Justement, parmi les nombreux exposants au palais de la culture, on trouve un peu de tout : restauration, habillement… et aussi des produits pour la santé. Traoré Zani, tradi-praticien, est venu du Burkina-Faso et tient depuis le 18 juillet son stand. Ce n’est pas sa première exposition en Côte d’Ivoire et dit avoir été invité grâce à la qualité de ses produits dont les prix varient entre 1 000 francs Cfa et 6 000 francs Cfa. Son stand lui a coûté 330 000 francs Cfa.

Il regrette d’ailleurs le manque d’affluence : « Côté visiteurs, il n’y a pas d’affluence comme on le pensait. Parce que quand on dit francophonie, on s’attendait à avoir du monde. Mais vous-même vous constatez qu’il n’y a pas d’affluence. Les stands nous ont coûté chers et on n’arrive même pas à rentrer dans nos fonds ». Pour les prochaines éditions, il préconise plus de publicité autour des activités économiques qui accompagnent les jeux.

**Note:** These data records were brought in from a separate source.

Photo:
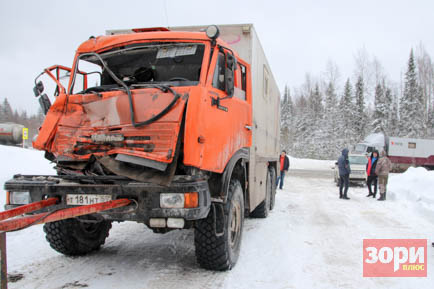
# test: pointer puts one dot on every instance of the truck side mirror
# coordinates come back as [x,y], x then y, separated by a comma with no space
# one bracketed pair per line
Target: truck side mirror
[229,74]
[45,103]
[38,89]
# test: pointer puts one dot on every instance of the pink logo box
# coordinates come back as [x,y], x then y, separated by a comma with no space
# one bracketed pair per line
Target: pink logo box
[394,258]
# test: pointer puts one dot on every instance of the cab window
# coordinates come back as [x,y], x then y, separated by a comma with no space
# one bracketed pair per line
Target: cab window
[219,73]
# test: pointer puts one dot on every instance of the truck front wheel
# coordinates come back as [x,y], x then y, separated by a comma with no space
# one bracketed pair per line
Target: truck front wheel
[216,251]
[73,237]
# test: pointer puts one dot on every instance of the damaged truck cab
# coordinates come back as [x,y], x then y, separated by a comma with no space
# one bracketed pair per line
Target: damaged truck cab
[179,121]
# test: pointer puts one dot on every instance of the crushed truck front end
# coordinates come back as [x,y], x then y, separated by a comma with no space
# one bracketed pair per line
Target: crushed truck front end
[175,206]
[161,119]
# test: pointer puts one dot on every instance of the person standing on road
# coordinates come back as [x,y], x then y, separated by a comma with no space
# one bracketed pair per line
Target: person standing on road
[382,170]
[370,171]
[344,174]
[284,167]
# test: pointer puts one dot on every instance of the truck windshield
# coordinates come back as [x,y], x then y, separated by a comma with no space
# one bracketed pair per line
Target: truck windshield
[358,160]
[174,64]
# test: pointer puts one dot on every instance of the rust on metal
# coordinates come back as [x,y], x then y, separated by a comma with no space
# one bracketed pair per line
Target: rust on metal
[24,222]
[4,272]
[27,208]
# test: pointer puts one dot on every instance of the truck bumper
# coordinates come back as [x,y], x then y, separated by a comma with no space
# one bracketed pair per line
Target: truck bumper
[145,196]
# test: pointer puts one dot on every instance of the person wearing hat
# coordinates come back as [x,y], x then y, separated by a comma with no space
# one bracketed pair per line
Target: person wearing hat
[382,170]
[284,167]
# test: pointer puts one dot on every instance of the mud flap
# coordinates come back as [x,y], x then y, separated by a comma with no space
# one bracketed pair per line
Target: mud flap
[218,212]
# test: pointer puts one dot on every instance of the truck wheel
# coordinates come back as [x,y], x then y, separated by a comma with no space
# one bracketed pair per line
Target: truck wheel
[273,187]
[73,238]
[263,208]
[215,252]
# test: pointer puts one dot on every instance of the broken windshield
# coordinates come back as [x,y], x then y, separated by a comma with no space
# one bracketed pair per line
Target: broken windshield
[174,64]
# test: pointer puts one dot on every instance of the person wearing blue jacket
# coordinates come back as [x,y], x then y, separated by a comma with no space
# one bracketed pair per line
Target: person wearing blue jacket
[344,174]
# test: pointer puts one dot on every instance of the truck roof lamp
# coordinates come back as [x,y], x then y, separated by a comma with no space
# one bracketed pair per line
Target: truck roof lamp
[212,32]
[152,29]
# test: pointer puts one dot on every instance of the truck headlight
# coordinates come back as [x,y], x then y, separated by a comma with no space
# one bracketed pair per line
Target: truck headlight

Timide engouement dans les restaurants

Face à face entre Michaëlle Jean et les restauratrices du village des partenaires

A l’instar de Traoré Zani, les restaurateurs et restauratrices déplorent le manque d’engouement. Elisabeth Amon souligne que les organisateurs leur avaient promis près de 5 000 visiteurs par jour. A l’arrivée, c’est plutôt timide. Ces femmes ont dû manifester pour exprimer leur mécontentement. Finalement, les 708 000 francs Cfa déboursés par chacune d’elles pour obtenir un stand ont été remboursés. Mais après avoir investi plus de 2,3 millions francs Cfa et mobilisé 15 personnes pour tenir son restaurant, cette vendeuse de poissons braisés et de plats ivoiriens estime que ce remboursement reste insuffisant.

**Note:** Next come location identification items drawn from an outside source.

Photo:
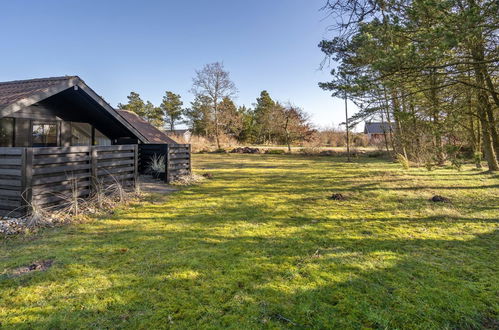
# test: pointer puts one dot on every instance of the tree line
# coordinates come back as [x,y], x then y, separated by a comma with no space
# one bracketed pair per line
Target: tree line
[427,68]
[214,114]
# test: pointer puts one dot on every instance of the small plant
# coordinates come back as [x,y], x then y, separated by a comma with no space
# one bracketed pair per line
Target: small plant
[187,180]
[403,161]
[429,166]
[157,164]
[478,159]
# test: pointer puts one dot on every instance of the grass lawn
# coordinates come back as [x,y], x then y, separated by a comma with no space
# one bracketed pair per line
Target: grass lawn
[261,246]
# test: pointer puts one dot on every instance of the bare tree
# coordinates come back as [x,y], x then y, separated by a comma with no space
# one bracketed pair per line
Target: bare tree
[213,82]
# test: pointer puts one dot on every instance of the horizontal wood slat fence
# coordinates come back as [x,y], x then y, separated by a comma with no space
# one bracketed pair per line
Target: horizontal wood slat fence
[49,176]
[177,159]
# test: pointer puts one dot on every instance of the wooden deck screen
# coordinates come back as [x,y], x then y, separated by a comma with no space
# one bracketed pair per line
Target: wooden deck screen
[46,176]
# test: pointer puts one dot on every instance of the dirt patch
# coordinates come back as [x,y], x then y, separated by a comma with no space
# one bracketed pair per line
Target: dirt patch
[337,197]
[36,266]
[439,199]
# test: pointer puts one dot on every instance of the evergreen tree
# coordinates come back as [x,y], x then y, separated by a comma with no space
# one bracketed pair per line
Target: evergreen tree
[198,116]
[146,110]
[264,109]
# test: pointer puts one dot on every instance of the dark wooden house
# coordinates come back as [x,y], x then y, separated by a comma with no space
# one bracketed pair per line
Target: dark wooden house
[57,134]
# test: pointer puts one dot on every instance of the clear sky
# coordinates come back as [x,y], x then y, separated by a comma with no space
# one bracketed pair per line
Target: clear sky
[153,46]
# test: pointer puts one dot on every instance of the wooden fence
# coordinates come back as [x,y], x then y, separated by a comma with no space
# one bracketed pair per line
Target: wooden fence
[50,176]
[177,159]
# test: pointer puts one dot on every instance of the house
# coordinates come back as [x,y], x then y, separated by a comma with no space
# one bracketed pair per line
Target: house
[180,134]
[63,112]
[376,131]
[59,138]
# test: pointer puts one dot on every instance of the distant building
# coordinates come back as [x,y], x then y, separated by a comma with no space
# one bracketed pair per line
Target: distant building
[180,134]
[376,131]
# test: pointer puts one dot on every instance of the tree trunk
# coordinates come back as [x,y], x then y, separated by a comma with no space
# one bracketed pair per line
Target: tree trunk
[437,127]
[217,134]
[484,108]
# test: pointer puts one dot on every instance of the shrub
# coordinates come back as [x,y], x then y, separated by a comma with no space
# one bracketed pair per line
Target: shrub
[403,161]
[157,164]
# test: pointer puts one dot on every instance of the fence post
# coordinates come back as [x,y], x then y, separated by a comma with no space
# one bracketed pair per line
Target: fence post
[94,157]
[167,164]
[27,179]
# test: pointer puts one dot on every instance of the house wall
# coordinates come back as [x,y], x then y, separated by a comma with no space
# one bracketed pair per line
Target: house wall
[24,119]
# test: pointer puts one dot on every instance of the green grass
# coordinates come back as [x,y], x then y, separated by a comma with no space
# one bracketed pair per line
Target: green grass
[261,246]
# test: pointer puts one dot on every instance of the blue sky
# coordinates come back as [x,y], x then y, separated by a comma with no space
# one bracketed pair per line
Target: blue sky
[153,46]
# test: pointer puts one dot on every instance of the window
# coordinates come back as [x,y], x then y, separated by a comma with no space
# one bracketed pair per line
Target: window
[44,134]
[6,132]
[81,134]
[101,139]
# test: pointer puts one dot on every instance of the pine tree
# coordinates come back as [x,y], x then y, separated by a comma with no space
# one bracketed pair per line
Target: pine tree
[172,109]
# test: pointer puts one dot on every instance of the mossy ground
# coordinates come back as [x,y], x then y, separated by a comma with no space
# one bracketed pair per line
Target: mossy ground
[261,246]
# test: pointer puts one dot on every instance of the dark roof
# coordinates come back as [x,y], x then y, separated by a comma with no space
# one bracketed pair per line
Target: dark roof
[377,128]
[14,91]
[151,133]
[14,95]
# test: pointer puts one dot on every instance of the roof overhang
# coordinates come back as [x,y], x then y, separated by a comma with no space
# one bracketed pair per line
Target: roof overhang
[71,82]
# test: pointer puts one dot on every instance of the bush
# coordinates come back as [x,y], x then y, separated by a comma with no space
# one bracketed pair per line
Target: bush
[403,161]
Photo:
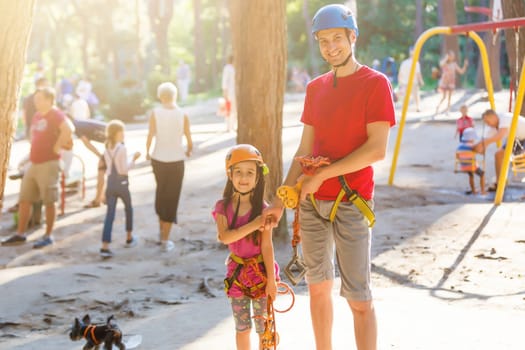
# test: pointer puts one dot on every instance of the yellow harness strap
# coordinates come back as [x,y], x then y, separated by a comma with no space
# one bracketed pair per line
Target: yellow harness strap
[233,279]
[353,197]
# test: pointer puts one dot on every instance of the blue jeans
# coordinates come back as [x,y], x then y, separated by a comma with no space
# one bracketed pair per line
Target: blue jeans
[112,194]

« Ce n’est pas le nombre de visiteurs qu’on attendait. On a perdu. Si on pouvait faire quelque chose pour rembourser nos dépenses, ça va nous faire plaisir », espère-t-elle.

Elisabeth Amon dit ne pas comprendre que le MASA (Marché des arts et du spectacle africain) draine plus de monde que les Jeux de la francophonie : « c’est pourtant un événement plus grand que le MASA ». Quand on demande à Madame Koné, la présidente de ces restauratrices, si elle sera en mesure de rentrer dans ses fonds investis, sa réponse est « non » car ce n’est pas l’affluence souhaitée.

Mais il faut aussi préciser que les délégations venues de l’extérieur avaient à leur disposition des restaurants dédiés et services-traiteurs. Les principaux visiteurs des stands de restauration étaient les personnes résidant en Côte d’Ivoire, déjà habituées aux mets proposés dans leurs différentes communes.

Il n’y avait pas que des commerçants. On pouvait aussi retrouver des institutions comme le Conseil de l’Entente (organisation ouest-africaine de coopération qui regroupe la Côte d’Ivoire, le Bénin, le Burkina-Faso, le Niger et le Togo et dont le siège est basé à Abidjan), venu faire la promotion de leurs activités.

« Nous nous inscrivons dans la charte des jeux de la francophonie qui parle d’entente, de cohésion et de vivre ensemble et nous sommes aussi là surtout pour vulgariser nos actions de développement, les grands chantiers réalisés et en attente », explique Richard Assemien, conseiller en communication au Conseil de l’Entente.

Parmi les projets à venir, la construction au Plateau de la ‘’Tour Entente’’ qui servira de nouveau siège de l’institution et sera également mis à la disposition des opérateurs économiques notamment. La livraison de l’ouvrage de 25 étages est prévue en 2019. Les prochains Jeux de la francophonie auront lieu en 2021 au Nouveau-Brunswick au Canada.